While the opinion did not judge Section 5 itself, as this lawsuit had urged it to do, the language of the Roberts opinion in condemning the 1965’s obligations on covered jurisdictions was not much of an endorsement of that provision’s validity. But it appeared that, after an extensive recital of constitutional grievances about the law’s main provisions, the Chief Justice — in order to hold together all of the five-Justice majority — narrowed the final focus to the validity of the Section 4 coverage formula.
If Congress can be persuaded, against the political odds, to craft a new formula, the Roberts opinion contained a strong cautionary note. The Fifteenth Amendment, upon which federal bans on race bias in voting are based, “is not designed to punish for the past; its purpose is to ensure a better future,” it said.
Should Congress try again on defining a coverage requirement, the opinion declared, “Congress must identify those jurisdictions to be singled out on a basis that makes sense in light of current conditions. It cannot rely simply on the past.
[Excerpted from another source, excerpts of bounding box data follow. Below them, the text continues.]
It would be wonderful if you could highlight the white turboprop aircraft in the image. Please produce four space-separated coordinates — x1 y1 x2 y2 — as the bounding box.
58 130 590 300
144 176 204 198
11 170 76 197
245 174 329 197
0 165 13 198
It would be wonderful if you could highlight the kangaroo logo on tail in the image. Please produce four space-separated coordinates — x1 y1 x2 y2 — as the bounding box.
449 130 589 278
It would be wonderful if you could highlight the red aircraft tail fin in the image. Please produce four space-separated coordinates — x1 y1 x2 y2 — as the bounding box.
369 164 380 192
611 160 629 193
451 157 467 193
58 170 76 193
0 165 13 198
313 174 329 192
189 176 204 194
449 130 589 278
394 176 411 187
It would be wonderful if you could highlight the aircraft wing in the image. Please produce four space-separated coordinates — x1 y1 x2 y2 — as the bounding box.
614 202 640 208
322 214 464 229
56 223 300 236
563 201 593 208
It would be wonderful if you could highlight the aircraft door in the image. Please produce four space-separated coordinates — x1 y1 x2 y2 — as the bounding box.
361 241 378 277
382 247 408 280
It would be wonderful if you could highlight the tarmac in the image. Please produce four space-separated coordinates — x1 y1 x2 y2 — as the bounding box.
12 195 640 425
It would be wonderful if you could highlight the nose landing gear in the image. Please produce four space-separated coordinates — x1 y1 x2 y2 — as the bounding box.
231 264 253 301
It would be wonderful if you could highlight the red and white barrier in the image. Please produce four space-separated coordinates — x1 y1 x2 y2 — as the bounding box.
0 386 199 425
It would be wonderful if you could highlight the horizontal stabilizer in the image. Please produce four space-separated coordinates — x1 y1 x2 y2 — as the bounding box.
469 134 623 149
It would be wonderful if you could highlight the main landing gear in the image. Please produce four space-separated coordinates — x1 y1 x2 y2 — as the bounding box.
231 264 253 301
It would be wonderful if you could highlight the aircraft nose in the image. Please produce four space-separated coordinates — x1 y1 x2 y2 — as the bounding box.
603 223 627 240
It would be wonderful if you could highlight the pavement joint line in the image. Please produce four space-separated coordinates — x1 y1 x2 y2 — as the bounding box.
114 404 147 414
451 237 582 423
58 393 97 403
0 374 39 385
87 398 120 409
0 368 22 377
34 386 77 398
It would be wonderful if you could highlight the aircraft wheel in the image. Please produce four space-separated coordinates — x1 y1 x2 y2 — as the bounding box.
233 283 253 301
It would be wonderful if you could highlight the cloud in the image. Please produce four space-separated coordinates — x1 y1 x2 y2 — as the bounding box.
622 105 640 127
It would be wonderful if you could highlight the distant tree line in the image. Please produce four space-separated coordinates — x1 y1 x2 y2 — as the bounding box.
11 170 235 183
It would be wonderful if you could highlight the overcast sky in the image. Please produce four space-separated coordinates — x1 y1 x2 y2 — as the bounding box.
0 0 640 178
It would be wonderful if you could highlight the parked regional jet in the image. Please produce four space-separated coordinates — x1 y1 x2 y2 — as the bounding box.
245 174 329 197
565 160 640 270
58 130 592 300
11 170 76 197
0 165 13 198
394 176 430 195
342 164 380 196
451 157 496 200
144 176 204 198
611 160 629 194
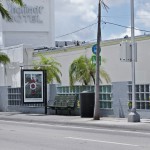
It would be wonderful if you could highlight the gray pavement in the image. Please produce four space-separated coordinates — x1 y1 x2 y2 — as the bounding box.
0 112 150 132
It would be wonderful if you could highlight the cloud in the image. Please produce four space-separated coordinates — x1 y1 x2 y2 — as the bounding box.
135 2 150 27
55 0 98 40
108 28 142 39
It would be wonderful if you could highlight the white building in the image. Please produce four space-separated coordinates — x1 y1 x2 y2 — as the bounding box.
34 35 150 85
0 44 33 87
0 0 55 47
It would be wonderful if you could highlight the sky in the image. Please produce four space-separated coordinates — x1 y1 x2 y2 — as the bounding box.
55 0 150 42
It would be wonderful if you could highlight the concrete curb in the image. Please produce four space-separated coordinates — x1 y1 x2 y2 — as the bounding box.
0 113 150 132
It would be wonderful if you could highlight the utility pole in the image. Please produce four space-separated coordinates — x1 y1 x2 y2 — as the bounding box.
128 0 140 122
93 0 101 120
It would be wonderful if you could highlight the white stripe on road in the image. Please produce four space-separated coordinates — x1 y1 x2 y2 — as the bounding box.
0 120 150 135
65 137 139 147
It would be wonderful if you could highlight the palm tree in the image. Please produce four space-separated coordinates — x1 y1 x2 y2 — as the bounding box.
33 54 62 83
0 0 23 21
0 52 10 65
0 52 10 84
69 56 111 86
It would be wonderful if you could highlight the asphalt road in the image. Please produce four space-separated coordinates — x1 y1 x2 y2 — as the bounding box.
0 121 150 150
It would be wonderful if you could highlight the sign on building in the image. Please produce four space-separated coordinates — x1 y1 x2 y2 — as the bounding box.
21 70 46 103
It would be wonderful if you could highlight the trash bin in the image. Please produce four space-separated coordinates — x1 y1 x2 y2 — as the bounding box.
80 91 95 117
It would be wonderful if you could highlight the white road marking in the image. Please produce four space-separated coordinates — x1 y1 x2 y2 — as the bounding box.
0 120 150 135
65 137 139 147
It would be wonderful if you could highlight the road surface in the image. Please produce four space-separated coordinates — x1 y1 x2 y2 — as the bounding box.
0 121 150 150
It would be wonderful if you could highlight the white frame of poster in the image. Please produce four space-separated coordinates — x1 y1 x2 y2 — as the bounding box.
21 70 45 103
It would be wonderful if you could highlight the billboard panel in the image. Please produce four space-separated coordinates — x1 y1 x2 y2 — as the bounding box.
22 70 45 103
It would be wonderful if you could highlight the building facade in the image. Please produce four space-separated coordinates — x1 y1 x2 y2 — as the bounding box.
33 35 150 85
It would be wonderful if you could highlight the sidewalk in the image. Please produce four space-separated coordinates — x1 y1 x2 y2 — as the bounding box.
0 112 150 132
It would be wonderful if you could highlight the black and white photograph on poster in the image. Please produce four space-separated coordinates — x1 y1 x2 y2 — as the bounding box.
23 70 44 103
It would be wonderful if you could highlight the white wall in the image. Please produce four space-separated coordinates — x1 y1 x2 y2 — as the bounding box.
34 37 150 85
0 45 33 87
1 0 55 47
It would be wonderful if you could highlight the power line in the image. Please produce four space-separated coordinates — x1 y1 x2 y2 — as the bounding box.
56 20 150 38
56 23 97 38
102 21 150 32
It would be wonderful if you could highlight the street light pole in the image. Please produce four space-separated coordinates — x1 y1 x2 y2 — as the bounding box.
93 0 101 120
128 0 140 122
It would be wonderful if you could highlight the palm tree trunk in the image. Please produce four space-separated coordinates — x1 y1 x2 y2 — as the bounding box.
93 0 101 120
We made that clear [in 2009], and we make it clear again today.”
Although Congress, in extending the law in 2006, had examined a lengthy record that the lawmakers were satisfied showed that the problems of racial discrimination in voting remained concentrated in the states that already were covered by the Section 4 formula and thus obliged to obey Section 5 on preclearance, the Chief Justice directly disputed those findings.
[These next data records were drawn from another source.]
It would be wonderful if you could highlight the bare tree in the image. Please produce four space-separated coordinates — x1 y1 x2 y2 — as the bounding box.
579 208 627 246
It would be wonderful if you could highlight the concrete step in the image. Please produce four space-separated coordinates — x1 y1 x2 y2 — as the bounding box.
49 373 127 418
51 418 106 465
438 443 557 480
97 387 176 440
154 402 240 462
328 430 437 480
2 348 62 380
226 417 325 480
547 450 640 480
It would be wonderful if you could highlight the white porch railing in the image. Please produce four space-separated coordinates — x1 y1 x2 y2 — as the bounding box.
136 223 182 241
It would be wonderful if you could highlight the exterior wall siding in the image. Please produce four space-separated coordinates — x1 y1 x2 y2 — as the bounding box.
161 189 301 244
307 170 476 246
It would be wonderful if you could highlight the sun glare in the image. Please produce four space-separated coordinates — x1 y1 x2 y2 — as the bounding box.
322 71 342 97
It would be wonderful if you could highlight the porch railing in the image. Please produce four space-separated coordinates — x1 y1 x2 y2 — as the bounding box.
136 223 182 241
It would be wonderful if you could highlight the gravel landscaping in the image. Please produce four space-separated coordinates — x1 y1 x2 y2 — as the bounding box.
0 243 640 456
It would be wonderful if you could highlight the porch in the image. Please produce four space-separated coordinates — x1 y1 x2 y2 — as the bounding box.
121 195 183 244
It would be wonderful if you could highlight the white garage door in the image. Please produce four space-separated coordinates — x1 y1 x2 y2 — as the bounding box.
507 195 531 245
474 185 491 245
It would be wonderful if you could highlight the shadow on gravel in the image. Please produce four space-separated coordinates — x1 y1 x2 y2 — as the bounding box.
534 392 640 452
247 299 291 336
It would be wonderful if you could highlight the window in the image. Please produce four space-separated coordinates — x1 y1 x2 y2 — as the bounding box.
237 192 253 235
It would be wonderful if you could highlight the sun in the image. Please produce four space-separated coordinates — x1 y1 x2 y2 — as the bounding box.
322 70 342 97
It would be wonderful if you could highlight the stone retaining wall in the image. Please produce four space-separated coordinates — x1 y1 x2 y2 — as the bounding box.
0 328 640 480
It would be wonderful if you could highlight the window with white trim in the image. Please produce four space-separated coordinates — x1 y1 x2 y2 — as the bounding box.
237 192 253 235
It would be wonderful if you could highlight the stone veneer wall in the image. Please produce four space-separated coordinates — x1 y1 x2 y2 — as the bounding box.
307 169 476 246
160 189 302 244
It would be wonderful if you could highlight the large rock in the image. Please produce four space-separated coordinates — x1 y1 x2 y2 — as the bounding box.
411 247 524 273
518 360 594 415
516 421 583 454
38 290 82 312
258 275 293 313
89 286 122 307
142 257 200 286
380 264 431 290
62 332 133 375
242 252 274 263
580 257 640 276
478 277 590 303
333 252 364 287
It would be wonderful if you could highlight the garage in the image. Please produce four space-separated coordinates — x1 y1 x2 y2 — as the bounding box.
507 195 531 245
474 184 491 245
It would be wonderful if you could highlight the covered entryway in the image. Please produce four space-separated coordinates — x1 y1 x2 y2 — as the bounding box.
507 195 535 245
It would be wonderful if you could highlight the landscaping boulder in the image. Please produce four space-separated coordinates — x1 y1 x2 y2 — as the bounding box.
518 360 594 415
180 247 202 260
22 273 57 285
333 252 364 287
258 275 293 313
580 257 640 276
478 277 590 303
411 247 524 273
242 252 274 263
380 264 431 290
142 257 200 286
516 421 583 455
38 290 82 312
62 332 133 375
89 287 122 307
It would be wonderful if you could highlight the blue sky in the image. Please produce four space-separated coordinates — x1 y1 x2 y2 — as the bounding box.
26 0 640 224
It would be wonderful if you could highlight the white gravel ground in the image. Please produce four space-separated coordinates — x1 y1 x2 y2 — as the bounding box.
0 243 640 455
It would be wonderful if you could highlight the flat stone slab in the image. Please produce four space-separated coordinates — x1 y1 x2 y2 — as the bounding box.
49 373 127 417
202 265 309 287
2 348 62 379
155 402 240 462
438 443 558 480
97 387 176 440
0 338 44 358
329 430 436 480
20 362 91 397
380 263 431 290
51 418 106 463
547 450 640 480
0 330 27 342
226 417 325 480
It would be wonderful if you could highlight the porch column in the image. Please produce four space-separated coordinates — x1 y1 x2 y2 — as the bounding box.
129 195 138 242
“Regardless of how to look at the record,” the Court majority said, “no one can fairly say that it shows anything approaching the ‘pervasive,’ ‘flagrant, ‘widespread,’ and ‘rampant’ discrimination that faced Congress in 1965, and that clearly distinguished the covered jurisdictions from the rest of the nation.”
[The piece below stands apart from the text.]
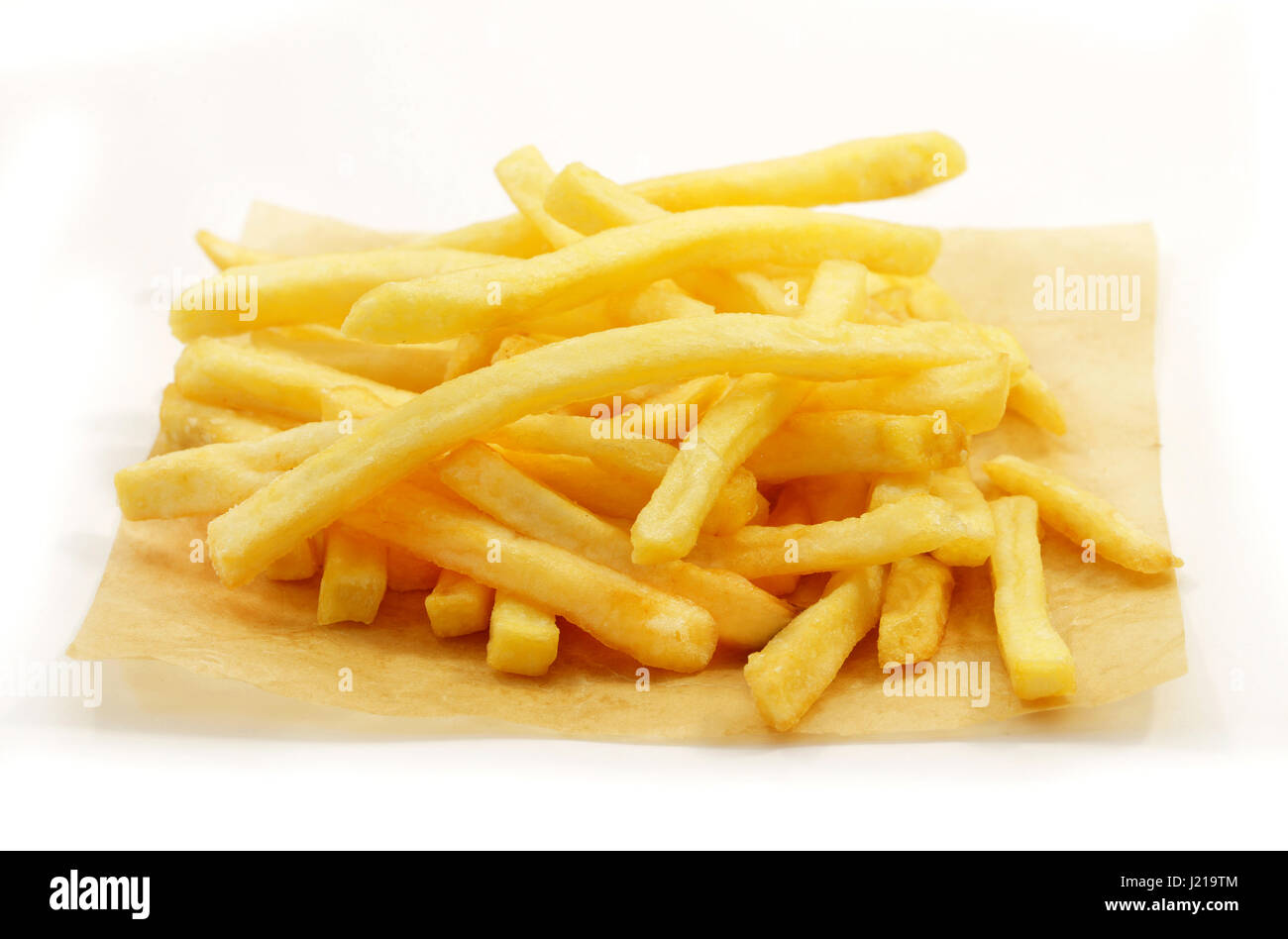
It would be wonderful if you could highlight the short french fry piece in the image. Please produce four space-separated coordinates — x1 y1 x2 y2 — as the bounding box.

What Congress did in the extension law, the opinion commented, was simply to reenact a coverage formula “based on 40-year-old facts having no logical relation to the present day….If Congress had started from scratch in 2006, it plainly could not have enacted the present coverage formula.”
Disclosure: Goldstein & Russell, P.C., whose attorneys work for or contribute to this blog in various capacities, is among the counsel to Representative F. James Sensenbrenner et al., who filed an amicus brief in support of the respondent in this case.The author of this post is not affiliated with the firm, however.